Astronomy and Astrophysics, volume 429, 851-867 (2005/1-3)
The Hα Galaxy Survey. II. Extinction and [NII] corrections to Hα fluxes.
JAMES P.A., SHANE N.S., KNAPEN J.H., ETHERTON J. and PERCIVAL S.M.
Abstract (from CDS):
We study the two main corrections generally applied to narrow-band Hα fluxes from galaxies in order to convert them to star formation rates, namely for [NII] contamination and for extinction internal to the galaxy. From an imaging study using carefully chosen narrow-band filters, we find the [NII] and Hα emission to be differently distributed. Nuclear measurements are likely to overestimate the contribution of [NII] to total narrow-band fluxes.
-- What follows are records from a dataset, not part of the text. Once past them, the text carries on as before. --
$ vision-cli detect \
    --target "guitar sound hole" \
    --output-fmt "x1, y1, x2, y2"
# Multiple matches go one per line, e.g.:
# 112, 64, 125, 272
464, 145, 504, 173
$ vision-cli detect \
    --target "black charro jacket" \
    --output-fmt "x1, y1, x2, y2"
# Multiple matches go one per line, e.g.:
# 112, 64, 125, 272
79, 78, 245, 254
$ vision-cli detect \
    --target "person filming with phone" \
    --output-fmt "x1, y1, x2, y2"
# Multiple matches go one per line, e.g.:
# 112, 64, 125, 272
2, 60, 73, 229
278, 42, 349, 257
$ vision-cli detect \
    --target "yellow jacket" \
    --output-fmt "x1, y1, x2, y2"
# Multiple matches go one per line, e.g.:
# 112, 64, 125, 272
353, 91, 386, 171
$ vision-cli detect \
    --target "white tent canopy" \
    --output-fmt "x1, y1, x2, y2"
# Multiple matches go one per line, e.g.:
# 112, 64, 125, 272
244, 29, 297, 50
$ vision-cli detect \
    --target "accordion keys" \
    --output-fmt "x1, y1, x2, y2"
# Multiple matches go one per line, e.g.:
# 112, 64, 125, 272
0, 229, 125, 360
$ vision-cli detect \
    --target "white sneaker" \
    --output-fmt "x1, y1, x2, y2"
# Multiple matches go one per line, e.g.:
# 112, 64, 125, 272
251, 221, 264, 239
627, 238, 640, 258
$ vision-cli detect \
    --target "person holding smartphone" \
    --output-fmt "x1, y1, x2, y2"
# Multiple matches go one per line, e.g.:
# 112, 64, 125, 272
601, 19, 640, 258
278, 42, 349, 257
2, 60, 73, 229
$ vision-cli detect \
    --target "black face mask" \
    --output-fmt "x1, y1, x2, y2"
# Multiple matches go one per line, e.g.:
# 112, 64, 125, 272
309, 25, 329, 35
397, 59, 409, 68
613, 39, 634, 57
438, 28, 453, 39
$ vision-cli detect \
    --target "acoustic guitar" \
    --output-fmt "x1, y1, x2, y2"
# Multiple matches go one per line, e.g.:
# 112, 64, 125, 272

We find that in most star formation regions in galaxy disks the [NII] fraction is small or negligible, whereas some galaxies display a diffuse central component which can be dominated by [NII] emission. We compare these results with related studies in the literature, and consider astrophysical explanations for variations in the [NII]/Hα ratio, including metallicity variations and different excitation mechanisms. We proceed to estimate the extinction towards star formation regions in spiral galaxies, firstly using Brγ/Hα line ratios. We find that extinction values are larger in galaxy nuclei than in disks, that disk extinction values are similar to those derived from optical emission-line studies in the literature, and that there is no evidence for heavily dust-embedded regions emerging in the near-IR, which would be invisible at Hα. The numbers of galaxies and individual regions detected in Brγ are small, however, and we thus exploit optical emission line data from the literature to derive global Hα extinction values as a function of galaxy type and inclination. In this part of our study we find only a moderate dependence on inclination, consistent with broad-band photometric studies, and a large scatter from galaxy to galaxy. Typical extinctions are smaller for late-type dwarfs than for spiral types. Finally, we show that the application of the type-dependent extinction corrections derived here significantly improves the agreement between star formation rates calculated using Hα fluxes and those from far-infrared fluxes as measured by IRAS. This again supports the idea that heavily dust-embedded star formation, which would be underestimated using the Hα technique, is not a dominant contributor to the total star formation rate of most galaxies in the local Universe.